Leitet seit 2003 Spiele in der ersten Liga: Der Stuttgarter Markus Schmidt. Foto: dpa
Leitet seit 2003 Spiele in der ersten Liga: Der Stuttgarter Markus Schmidt. Foto: dpa

In vielen Sportarten ist der Videobeweis längst eingeführt. Nun zog der Fußball nach – und der Stuttgarter Unparteiische Markus Schmidt erklärt im Interview, warum die Vorteile für ihn klar überwiegen.

Stuttgart - Jahrelang wurde der Videobeweis im Fußball gefordert. Nun gab es beim Confed-Cup die viel diskutierte Premiere. „Er ist eine Hilfe, aber kein Allheilmittel“, sagt der Stuttgarter Unparteiische Markus Schmidt (43).

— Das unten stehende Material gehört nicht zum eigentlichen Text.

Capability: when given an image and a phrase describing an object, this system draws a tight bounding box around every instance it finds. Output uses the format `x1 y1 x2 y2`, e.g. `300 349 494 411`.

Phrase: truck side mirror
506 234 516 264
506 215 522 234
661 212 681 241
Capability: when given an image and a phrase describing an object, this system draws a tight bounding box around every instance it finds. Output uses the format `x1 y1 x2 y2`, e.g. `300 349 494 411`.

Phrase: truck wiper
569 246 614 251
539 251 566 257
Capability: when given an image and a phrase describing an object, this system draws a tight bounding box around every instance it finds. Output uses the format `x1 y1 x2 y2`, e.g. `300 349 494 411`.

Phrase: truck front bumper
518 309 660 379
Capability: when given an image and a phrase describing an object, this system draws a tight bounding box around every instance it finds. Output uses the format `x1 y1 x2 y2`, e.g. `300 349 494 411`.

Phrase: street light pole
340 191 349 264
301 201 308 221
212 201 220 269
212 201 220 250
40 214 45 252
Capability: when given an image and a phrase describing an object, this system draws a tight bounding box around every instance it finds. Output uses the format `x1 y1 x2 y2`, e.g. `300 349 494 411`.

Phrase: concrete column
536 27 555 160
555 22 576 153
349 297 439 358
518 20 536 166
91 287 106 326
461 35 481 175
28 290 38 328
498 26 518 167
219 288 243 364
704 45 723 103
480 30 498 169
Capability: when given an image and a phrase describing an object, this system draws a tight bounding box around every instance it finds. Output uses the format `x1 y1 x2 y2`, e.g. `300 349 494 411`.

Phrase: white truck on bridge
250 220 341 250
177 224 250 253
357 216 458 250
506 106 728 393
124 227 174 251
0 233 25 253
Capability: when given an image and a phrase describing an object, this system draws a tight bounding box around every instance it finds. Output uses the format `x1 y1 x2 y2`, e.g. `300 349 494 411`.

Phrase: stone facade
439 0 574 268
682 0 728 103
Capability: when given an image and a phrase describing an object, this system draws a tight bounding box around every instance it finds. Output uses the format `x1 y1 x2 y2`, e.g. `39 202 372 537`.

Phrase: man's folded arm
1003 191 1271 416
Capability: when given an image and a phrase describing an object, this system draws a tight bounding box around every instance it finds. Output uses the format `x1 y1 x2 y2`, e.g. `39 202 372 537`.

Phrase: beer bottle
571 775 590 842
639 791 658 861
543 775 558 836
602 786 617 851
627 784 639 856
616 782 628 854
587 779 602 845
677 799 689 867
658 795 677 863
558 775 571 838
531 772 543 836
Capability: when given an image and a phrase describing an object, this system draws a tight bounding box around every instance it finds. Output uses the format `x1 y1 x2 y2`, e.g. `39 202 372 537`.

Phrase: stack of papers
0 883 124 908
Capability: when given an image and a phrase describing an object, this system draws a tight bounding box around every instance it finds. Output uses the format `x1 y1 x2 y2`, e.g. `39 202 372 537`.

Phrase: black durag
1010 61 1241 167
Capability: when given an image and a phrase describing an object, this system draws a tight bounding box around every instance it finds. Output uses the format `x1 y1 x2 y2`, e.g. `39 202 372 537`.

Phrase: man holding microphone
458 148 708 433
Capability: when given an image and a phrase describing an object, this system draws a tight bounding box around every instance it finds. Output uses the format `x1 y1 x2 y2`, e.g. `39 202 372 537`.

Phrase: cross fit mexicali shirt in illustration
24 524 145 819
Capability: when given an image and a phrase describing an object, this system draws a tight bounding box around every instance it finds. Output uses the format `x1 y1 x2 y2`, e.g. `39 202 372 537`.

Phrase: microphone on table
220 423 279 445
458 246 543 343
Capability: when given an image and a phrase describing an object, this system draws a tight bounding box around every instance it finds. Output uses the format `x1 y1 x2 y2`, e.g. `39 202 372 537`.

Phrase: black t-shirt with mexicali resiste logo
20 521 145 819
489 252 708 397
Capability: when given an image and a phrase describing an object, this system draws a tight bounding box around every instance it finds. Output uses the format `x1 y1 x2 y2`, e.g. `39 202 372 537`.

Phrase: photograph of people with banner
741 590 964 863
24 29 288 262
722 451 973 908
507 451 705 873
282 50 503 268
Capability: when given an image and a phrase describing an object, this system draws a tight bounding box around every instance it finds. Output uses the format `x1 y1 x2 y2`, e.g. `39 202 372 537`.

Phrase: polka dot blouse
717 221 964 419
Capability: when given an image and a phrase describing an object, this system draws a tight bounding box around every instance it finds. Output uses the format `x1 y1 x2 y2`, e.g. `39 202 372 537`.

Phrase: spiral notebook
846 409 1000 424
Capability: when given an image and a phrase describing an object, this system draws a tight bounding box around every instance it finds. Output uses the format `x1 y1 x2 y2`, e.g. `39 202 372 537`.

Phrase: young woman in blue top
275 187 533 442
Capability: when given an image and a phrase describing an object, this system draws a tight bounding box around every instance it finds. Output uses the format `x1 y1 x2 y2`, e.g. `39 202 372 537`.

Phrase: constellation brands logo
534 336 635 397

Herr Schmidt, wie haben Sie die Premiere des Videobeweises beim Confed-Cup erlebt?
Das war der Sprung ins wahre Leben. Man hat schon viele Vor- und Nachteile, die die Arbeit mit Videoassistententen bringt, gesehen.
Was überwiegt?
Eindeutig die Vorteile. Durch den Videoassistenten können klare Fehlentscheidungen herausgefiltert werden, das Gerechtigkeitsgefühl bei allen Beteiligten steigt.
Zumal es in der abgelaufenen Bundesligasaison laut er einer Statistik 165 krasse Fehlentscheidungen gab, die den Spielausgang entschieden haben.
Der Video-Assistent stellt zweifelsohne eine Entlastung dar. In strittigen Situationen muss sich der Unparteiische nicht nur auf seine Wahrnehmung in Echtzeit verlassen, sondern der Videoassistent liefert einen zusätzlichen, TV-gestützten Input in Zeitlupe. Für den Schiedsrichter ist das zwar eine große Hilfe, aber kein Allheilmittel.
Womit wir bei den Nachteilen wären.
Zunächst muss man unterscheiden, um welche Art einer strittigen Szene es geht. Eine Abseitsentscheidung kann zwar äußerst knapp sein, aber entweder war es Abseits oder nicht. Bei einem Foul oder Handspiel wird es schwieriger, da dem Schiedsrichter ein Interpretationsspielraum zusteht.
Beim Confed-Cup am Sonntag dauerte die Entscheidungsfindung in allen vier Fällen sehr lange und stiftete viel Verwirrung.
Bestimmt geht es künftig etwas flüssiger vonstatten, aber grundsätzlich gilt: Sicherheit vor Schnelligkeit.
Wann genau und wie oft kann denn der Videoassistent benutzt werden?
Der Videoassistent ist im Hintergrund permanent im Einsatz und checkt jede Szene. Eingriffe sind nur bei klaren Fehlern rund um Torerzielung, Strafraumsituationen, Roten Karten und Spielerverwechslungen möglich und können vom Schiedsrichter wie auch vom Assistenten initiiert werden.
Wird sich der Videobeweis durchsetzen?
Mit hoher Wahrscheinlichkeit ja. Der politische Wille ist da. In der kommenden Saison wird der Videoassistent in allen Spieler der esten Liga eingesetzt.